C# - Split Fully Uppercase String Into Separate Words (No Spaces)

问题

Im currently working on a project where I will need to separate individual words from a string. The catch is that all the words in the string are capitalized and have no spaces. The following is an example of the kind of input the program is receiving:

"COMPUTERFIVECODECOLOR"

This should be split into the following result:

"COMPUTER" "FIVE" "CODE" "COLOR"

So far, I have been using the following method to split my strings (and it has worked for all scenarios except this edge case):

private static List<string> NormalizeSections(List<string> wordList)
        {
            var modifiedList = new List<string>();
            foreach (var word in wordList)
            {
                int index = wordList.IndexOf(word);
                var split = Regex.Split(word, @"(\p{Lu}\p{Ll}+)").ToList();
                split.RemoveAll(i => i == "");

                modifiedList.AddRange(split);
            }
            return modifiedList;
        }

If anyone has any ideas on how to handle this, I would be more than happy to hear them. Also, please let me know if I can provide additional information.

回答1:

I am making some assumptions on how you want to search for matching words. Firstly, at a given character index, preference will be given to the longest matching word in the dictionary. Secondly, if at a given character index no word is found, we move on to the next character and search again.
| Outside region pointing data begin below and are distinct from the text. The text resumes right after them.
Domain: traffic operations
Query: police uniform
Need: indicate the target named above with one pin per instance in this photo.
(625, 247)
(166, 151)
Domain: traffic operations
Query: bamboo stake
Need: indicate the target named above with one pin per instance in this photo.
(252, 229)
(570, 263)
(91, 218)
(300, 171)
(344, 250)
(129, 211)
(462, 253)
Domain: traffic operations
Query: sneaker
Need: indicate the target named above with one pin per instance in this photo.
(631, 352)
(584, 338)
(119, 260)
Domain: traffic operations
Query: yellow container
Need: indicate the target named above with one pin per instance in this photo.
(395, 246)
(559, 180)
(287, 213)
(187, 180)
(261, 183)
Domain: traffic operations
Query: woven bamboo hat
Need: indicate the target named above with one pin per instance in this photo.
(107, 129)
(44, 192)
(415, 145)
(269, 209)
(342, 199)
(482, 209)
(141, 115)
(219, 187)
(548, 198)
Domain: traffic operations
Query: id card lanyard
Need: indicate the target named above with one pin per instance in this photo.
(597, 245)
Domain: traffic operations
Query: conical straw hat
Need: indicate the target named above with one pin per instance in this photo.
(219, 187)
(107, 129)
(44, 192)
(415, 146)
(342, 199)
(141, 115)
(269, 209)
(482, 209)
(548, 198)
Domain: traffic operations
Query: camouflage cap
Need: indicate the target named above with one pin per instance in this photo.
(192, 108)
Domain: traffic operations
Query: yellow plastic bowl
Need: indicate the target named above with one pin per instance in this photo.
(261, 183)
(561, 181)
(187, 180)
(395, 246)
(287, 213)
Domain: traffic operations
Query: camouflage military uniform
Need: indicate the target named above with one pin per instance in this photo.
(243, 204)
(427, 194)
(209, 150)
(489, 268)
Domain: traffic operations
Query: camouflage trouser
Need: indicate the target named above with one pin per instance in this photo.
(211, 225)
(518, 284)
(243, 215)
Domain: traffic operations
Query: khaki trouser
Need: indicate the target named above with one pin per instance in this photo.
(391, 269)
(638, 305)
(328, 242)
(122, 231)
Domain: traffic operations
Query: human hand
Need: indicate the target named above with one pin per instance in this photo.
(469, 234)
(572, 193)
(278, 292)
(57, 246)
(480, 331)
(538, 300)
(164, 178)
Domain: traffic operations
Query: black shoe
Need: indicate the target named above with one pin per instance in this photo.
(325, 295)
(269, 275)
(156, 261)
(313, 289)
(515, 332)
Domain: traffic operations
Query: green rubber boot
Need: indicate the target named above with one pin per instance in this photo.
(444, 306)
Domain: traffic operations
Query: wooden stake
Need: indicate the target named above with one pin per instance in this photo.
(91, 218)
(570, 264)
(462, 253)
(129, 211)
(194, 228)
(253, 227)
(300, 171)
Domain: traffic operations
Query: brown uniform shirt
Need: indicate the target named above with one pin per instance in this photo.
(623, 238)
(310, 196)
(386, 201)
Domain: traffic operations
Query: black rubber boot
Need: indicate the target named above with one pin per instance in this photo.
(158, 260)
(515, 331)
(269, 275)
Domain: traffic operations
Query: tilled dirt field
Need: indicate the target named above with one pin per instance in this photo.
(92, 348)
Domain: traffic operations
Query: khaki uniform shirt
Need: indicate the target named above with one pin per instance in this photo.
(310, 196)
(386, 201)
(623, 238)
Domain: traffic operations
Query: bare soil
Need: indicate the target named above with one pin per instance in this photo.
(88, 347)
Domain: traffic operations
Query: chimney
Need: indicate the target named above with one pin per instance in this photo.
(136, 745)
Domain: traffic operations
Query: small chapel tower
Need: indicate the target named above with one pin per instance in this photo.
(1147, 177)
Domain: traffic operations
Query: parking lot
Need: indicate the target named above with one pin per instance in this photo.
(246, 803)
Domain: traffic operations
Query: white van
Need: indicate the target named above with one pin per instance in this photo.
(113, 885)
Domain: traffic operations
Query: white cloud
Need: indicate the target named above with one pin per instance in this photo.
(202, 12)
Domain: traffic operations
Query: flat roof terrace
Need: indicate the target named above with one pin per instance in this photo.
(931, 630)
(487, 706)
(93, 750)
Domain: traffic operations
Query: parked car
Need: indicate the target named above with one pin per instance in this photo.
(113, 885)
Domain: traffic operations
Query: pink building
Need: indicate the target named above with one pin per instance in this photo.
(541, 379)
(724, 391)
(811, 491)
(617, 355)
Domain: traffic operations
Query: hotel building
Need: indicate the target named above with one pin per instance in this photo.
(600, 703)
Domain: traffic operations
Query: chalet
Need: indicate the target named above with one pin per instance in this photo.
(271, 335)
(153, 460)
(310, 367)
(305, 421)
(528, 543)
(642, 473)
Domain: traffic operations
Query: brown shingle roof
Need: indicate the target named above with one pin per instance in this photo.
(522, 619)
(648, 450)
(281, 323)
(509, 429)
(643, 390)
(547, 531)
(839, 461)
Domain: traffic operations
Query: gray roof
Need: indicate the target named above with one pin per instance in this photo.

The implementation below uses a Trie to index the dictionary of all valid words. Rather than looping through each word in the dictionary, we then progress through each character in the input string, looking for the longest word.

I lifted the implementation of the Trie in C# from this very handy SO answer: https://stackoverflow.com/a/6073004

Edit: fixed a bug in the Trie when adding a word which is a substring of existing word, such as Emergency then Emerge.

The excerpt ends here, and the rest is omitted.